I have no doubt it would be a hit with consumers. Tuesday nights out would become "a thing" for the price sensitive. That's good for everyone.

3 comments

I was pretty impressed with the low tech solution in the article. I thought of the same thing as you at first, digital menus online, or on the table, or.. digital paper menus.

They instead just offer a discount up front. 10-30% if you book a particlular time. So most everyone except the fractional multiplier afraid will know how to adjust the prices on the fly.

as an aside - many cheap places that I end up at have menus posted outside for the foot trafic, that may be the perfect place to replace it with a digital sign for dynamic pricing.

Agreed. There are low tech ways to achieve a similar result. But operators, servers and managers absolutely loathe anything that changes their steps of service.

The winning solution will be completely transparent to their current workflow, and will also be seamless to the customer. Until this happens I don't think we'll see widespread adoption of new pricing strategies.

For instance, a pricing increase when many/most seats are filled is probably best way to discriminate in a restaurant. Sophisticated pricing strategies like those could become commonplace with digital menus, and the staff wouldn't have to think about it - but they would see the effect in their tip total.

I'd imagine that making easily-printed menus that are weekday/weekend prices (only two ways to discriminate) would be the way to go immediately.

One way to go that would be interesting is to remove the prices all together, and do a prix fixe menu, with the price variable depending on when you get there (have a chalkboard or a waiter tell you upon arrival). This would be low cost to implement, and certainly something worth investigating if you're a high-end restaurant.

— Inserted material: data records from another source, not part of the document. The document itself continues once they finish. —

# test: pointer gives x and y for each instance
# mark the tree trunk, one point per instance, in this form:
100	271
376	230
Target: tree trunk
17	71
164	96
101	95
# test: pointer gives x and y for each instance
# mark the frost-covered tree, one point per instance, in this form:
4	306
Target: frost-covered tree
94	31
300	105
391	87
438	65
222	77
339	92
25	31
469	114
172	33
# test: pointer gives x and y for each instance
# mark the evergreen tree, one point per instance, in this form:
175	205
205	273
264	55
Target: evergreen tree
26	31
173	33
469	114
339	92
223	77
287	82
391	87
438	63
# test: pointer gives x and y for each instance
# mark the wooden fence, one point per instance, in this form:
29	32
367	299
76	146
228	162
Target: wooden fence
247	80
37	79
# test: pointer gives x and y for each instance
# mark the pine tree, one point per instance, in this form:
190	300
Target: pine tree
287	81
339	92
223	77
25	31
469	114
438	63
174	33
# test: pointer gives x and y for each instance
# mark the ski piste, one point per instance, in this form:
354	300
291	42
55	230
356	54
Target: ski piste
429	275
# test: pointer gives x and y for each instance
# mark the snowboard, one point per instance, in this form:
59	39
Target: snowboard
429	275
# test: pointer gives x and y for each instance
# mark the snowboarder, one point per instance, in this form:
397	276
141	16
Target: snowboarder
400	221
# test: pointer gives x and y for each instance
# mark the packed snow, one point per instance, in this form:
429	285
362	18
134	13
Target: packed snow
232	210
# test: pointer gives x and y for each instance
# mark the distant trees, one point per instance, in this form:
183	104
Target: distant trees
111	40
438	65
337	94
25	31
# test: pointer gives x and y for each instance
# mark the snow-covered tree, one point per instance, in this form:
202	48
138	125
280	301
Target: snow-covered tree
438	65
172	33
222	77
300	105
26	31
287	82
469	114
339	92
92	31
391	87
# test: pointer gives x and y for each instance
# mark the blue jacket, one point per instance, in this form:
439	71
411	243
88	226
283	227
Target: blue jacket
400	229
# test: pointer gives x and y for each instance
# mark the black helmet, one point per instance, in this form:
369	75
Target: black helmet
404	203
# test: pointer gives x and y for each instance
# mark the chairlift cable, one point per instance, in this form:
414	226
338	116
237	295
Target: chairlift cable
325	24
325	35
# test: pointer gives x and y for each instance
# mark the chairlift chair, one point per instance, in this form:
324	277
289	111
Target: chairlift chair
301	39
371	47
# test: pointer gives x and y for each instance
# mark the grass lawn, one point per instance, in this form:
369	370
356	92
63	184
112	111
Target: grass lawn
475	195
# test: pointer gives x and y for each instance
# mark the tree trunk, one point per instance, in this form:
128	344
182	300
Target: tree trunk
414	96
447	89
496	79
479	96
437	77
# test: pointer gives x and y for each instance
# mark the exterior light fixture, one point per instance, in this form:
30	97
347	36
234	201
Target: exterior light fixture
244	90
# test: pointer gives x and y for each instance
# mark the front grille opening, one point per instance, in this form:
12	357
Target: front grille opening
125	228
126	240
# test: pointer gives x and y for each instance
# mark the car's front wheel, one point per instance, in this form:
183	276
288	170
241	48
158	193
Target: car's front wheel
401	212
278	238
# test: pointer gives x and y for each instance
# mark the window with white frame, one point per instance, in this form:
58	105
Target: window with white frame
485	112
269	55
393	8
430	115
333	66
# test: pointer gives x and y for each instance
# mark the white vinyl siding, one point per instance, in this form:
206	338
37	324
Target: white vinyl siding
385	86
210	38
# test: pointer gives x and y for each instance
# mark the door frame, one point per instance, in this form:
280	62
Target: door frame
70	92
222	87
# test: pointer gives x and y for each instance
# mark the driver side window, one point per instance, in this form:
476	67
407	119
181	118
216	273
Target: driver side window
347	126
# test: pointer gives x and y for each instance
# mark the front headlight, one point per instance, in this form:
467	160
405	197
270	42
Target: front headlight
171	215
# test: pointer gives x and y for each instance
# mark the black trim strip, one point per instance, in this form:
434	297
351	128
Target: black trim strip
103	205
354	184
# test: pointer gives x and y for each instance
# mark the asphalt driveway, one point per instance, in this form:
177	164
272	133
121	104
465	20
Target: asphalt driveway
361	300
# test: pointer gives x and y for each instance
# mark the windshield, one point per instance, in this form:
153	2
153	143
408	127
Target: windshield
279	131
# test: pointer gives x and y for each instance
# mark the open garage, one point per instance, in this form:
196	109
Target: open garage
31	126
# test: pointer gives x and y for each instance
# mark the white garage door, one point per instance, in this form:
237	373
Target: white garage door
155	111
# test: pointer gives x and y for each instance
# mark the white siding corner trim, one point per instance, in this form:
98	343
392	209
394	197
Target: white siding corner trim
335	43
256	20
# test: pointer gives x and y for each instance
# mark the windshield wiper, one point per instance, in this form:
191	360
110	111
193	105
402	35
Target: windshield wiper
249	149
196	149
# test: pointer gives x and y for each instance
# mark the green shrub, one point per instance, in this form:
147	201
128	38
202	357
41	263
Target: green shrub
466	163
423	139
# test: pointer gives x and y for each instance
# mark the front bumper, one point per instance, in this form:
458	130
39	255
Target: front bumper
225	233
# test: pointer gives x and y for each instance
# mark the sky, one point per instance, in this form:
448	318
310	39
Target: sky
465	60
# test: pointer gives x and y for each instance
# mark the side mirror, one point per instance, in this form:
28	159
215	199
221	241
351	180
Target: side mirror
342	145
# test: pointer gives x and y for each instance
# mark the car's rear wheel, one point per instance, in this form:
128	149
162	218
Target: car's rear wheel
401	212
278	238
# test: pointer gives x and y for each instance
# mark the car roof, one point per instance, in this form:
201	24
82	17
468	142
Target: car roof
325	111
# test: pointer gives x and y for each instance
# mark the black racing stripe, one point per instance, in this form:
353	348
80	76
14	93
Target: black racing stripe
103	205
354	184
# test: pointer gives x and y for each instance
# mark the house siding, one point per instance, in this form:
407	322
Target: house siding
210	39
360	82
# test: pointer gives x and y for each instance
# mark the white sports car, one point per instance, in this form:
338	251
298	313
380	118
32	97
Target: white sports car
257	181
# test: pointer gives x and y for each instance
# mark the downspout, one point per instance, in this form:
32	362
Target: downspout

Different menus for lunch vs dinner vs weekend brunch?

Chalkboard menus?

"Market price"?

Gosh, what will the next innovation be?

Vouchering is a type of price discrimination http://en.wikipedia.org/wiki/Price_discrimination

If I drop my prices from $30 to $20 and sell out 200 seats, I've made $4000. If I fill 100 seats with walk-in customers at $30 and 100 with voucher customers at $20, I've made $5000.